USA TODAY US Edition
Not much growth, but Hispanics surge
Rhode Island’s Hispanic population surged nearly 44% in the past decade, bolstering the Ocean State’s overall head count.
The state reported 1,052,567 residents in 2010, according to Census figures out Wednesday. That’s up just 0.4% — 4,248 residents — from 2000.
“If it hadn’t been for Hispanics, we would have lost for the first time,” said Mark Brown, manager of state planning and data.
Hispanics increased from 90,820, or 8.7% of Rhode Islanders, to 130,655, or 12.4%. About 78% of residents described themselves as white, down 6% from 2000. The non-Hispanic black population rose 27.8% to 64,890, representing 6.2% of residents, vs. 4.8% in 2000.
“The state is more diverse, as is the case mostly everywhere,” said Michael White, director of Brown University’s Population Studies and Training Center.
Most of the diversity is in Providence, the state’s capital and biggest city, and surrounding Providence County, where Hispanics number 117,819 residents, or about 19% of the 626,667 population.
The city of Providence grew 2.5%, mostly due to Hispanics in service jobs, White said.
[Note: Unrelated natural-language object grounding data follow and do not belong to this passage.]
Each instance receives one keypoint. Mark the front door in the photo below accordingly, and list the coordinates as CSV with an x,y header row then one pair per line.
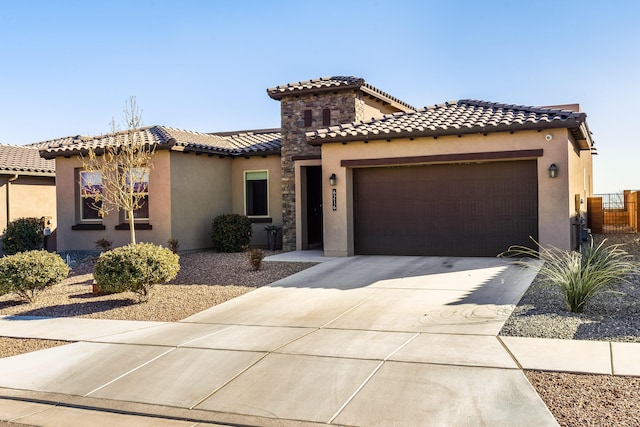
x,y
314,207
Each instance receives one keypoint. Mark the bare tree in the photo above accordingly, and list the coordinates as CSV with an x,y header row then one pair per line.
x,y
121,167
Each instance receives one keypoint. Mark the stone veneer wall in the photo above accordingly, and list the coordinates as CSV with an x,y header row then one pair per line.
x,y
346,106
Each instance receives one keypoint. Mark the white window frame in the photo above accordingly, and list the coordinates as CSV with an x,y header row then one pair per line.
x,y
244,183
83,197
126,214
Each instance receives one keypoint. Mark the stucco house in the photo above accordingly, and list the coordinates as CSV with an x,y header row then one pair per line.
x,y
27,188
354,170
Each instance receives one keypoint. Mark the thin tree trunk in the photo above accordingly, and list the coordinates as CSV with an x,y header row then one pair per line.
x,y
132,229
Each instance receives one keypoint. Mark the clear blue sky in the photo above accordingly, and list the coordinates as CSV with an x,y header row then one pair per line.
x,y
67,67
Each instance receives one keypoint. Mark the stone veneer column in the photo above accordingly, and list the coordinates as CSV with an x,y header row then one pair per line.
x,y
346,106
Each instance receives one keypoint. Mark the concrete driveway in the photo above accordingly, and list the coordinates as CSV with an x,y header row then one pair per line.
x,y
362,341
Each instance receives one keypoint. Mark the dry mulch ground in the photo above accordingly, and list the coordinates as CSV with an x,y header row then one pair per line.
x,y
208,278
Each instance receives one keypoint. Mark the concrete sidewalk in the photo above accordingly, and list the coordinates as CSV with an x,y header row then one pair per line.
x,y
353,341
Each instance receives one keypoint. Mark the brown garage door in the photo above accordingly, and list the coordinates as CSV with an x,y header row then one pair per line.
x,y
477,209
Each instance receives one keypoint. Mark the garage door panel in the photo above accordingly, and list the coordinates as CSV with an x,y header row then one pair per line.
x,y
455,210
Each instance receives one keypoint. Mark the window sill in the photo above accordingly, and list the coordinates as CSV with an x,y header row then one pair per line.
x,y
142,226
258,220
81,227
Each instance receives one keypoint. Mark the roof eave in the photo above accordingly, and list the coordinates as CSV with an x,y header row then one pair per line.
x,y
395,103
278,95
316,140
27,173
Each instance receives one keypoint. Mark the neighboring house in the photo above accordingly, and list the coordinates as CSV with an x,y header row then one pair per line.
x,y
355,170
27,188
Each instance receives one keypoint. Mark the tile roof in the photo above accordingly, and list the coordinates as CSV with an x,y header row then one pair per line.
x,y
258,142
25,160
333,83
456,118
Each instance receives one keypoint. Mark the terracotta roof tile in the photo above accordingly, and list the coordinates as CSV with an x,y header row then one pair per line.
x,y
454,118
232,144
24,159
332,83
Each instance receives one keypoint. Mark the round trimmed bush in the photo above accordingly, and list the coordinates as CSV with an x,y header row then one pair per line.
x,y
135,268
231,233
29,273
23,234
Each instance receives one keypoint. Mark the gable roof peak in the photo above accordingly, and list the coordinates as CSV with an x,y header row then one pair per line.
x,y
333,83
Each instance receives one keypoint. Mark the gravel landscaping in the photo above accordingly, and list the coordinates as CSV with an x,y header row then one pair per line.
x,y
208,278
613,315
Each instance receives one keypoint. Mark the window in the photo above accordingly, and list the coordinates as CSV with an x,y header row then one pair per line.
x,y
90,194
326,117
256,194
307,118
139,178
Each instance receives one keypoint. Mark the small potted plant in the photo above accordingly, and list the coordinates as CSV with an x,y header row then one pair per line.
x,y
272,236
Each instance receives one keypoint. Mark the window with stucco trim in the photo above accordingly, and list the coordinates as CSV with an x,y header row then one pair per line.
x,y
256,191
326,117
90,191
308,118
140,179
Among the state’s five counties, Providence gained 0.8% and Washington County rose 2.8%. Bristol, Newport and Kent counties lost 0.6% to 3% of their population.
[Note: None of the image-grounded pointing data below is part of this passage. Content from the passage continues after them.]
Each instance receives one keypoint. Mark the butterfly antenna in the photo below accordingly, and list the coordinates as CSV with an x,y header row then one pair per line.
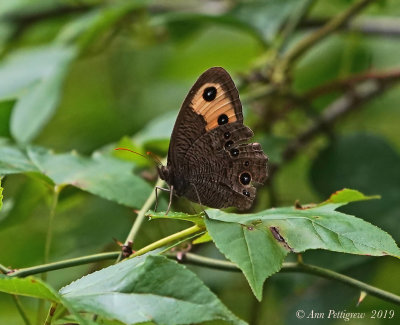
x,y
150,156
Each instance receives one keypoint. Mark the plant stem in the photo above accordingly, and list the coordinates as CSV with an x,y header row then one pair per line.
x,y
297,267
169,239
21,310
104,256
140,217
4,269
47,247
49,235
331,26
63,264
50,315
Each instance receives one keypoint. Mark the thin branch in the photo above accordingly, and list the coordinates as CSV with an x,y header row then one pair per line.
x,y
21,310
352,100
189,232
297,267
184,234
141,216
4,269
49,237
50,315
387,27
63,264
350,82
331,26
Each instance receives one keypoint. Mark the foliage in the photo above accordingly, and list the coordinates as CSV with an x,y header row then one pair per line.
x,y
319,90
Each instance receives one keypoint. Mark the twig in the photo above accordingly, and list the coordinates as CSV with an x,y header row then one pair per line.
x,y
169,239
50,315
63,264
331,26
4,269
348,83
141,215
47,247
389,27
298,267
184,234
347,103
21,310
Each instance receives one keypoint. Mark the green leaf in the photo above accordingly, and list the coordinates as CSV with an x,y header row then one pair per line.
x,y
259,242
266,17
348,195
101,175
197,219
1,195
29,286
37,105
202,239
348,162
14,161
33,287
147,288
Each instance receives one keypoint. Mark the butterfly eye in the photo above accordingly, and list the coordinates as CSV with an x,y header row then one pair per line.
x,y
234,152
245,178
222,119
209,94
228,144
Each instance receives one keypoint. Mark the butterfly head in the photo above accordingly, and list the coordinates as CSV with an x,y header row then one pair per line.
x,y
164,173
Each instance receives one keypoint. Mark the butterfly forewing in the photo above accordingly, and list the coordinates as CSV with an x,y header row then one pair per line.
x,y
210,160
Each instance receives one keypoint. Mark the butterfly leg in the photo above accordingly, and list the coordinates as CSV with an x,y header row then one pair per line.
x,y
161,189
171,191
198,197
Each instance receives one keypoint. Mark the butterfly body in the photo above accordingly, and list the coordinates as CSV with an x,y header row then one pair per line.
x,y
210,160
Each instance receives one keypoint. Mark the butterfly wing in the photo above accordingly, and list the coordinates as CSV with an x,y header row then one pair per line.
x,y
210,160
200,111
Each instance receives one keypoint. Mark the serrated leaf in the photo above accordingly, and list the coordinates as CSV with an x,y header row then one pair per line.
x,y
147,288
348,195
36,288
38,103
259,242
101,175
202,239
197,219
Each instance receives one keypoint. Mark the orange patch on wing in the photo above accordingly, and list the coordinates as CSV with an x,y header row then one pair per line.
x,y
222,104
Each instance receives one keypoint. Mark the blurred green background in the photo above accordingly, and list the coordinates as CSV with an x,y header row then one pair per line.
x,y
90,75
Rhode Island’s gains were the smallest since 1970-80, when the state was hit by cutbacks in U.S. Navy personnel and the population rose by just 429 people, or 0.05%.
“The modest overall growth is not a surprise,” White said. “We’ll be looking at the next round of Census data to understand the patterns.”
Slow growth doesn’t faze Brown.
“After New Jersey, we’re the most densely populated,” he said. “Economic booms may be tempting. But slow growth is good growth. There’s time to plan for infrastructure.”